Олег Верещагин - Горны Империи
Следом внутрь – отменно тихо – пролез сам Олег. Денис тут же включил свет.
Олег был в трусах, грязен, как крот, и держал в руке саперку.
– Вытри за собой. И в душ сходи, – сказал Денис, садясь в постели.
Олег замер на подоконнике.
Денис тоже не шевелился.
Как в первый день их недолгого и неудачного знакомства, двое мальчишек в одной комнате смотрели друг на друга.
Шел за окнами тропический ливень.
Денис понял, что Олег ничего не расскажет.
Тогда он встал и, не оглядываясь, вышел из комнаты.
Внизу так и лежала часть почты – не разобрали, руки не дошли.
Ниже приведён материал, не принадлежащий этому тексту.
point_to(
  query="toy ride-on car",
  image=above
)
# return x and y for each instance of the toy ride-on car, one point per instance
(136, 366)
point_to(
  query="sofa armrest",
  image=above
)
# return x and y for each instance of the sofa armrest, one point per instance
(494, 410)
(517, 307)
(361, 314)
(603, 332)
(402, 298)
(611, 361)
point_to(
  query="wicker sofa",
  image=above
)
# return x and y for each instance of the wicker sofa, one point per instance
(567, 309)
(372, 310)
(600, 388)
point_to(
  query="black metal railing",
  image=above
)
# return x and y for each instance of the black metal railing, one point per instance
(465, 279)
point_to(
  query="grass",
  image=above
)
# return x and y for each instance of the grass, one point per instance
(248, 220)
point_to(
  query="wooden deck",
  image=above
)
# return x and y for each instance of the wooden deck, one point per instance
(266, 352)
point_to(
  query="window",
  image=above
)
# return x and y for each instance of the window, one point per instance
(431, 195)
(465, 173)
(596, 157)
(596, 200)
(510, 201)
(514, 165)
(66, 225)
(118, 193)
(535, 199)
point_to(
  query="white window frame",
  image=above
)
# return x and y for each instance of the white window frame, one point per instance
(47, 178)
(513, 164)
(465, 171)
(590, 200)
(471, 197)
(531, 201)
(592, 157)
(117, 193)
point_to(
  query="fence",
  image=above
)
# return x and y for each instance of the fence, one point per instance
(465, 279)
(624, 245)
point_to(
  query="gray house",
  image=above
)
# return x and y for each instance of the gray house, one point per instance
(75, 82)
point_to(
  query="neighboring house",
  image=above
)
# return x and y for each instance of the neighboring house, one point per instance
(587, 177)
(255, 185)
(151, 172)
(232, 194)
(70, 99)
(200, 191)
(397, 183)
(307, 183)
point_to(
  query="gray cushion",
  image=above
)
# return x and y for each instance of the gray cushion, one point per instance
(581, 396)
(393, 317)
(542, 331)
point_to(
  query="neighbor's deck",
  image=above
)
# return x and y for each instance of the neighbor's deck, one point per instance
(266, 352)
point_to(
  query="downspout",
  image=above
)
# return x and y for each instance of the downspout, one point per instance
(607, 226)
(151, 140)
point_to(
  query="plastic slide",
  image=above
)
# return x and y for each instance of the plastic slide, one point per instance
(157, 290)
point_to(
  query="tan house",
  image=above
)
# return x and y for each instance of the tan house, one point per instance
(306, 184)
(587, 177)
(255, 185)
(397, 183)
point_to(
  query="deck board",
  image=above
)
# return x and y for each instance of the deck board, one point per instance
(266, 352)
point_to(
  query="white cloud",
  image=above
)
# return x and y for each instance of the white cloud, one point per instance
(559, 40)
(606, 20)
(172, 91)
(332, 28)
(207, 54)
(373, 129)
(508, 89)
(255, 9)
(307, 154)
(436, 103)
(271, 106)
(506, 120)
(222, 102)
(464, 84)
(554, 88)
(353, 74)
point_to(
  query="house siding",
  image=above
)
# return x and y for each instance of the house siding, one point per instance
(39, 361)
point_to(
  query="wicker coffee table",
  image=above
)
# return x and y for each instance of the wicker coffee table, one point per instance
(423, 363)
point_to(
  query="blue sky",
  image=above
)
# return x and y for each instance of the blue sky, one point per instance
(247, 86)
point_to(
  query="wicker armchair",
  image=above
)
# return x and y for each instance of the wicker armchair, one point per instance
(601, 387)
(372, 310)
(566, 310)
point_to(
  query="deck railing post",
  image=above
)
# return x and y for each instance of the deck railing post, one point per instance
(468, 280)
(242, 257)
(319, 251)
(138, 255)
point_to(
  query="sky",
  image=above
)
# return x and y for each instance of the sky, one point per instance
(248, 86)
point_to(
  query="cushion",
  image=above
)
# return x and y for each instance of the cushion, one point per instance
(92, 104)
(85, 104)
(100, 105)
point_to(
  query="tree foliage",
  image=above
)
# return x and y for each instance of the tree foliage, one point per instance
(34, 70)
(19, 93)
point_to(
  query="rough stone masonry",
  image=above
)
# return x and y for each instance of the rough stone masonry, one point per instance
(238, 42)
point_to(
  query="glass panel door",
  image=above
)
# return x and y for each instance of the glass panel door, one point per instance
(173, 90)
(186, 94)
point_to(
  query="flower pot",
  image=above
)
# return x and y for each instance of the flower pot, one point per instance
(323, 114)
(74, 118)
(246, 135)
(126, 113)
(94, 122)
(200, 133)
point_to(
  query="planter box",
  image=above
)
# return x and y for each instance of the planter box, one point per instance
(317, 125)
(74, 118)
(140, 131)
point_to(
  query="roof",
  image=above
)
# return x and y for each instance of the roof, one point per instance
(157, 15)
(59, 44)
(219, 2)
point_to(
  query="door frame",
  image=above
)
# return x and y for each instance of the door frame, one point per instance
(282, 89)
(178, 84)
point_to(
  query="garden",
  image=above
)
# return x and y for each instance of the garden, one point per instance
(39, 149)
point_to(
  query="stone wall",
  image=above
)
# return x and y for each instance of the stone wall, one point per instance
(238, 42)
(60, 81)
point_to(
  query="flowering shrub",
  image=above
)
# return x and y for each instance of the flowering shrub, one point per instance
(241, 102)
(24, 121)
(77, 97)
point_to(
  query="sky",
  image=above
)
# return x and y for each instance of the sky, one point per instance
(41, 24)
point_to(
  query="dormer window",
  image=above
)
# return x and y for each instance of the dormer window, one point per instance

Деловую переписку мама с отцом, конечно, унесли, а это… Денис включил свет, посмотрел. Среди прочего неожиданно увидел номер обозрения «Говорит Земля!» – эта газета выходила на десяти языках по всей планете и за ее пределами, наверное, привезли из Верного, а родители и не сказали, что на нее подписались. Денис полистал страницы, выхватывая космические новости – хотелось отключиться от дождя за окнами и от того, что он не знает, с чего начинать… Глаза царапнуло —
ПЕТР ВЛАДИСЛАВОВИЧ КРАПИВИН
– и Денис поспешно вернулся к заметке.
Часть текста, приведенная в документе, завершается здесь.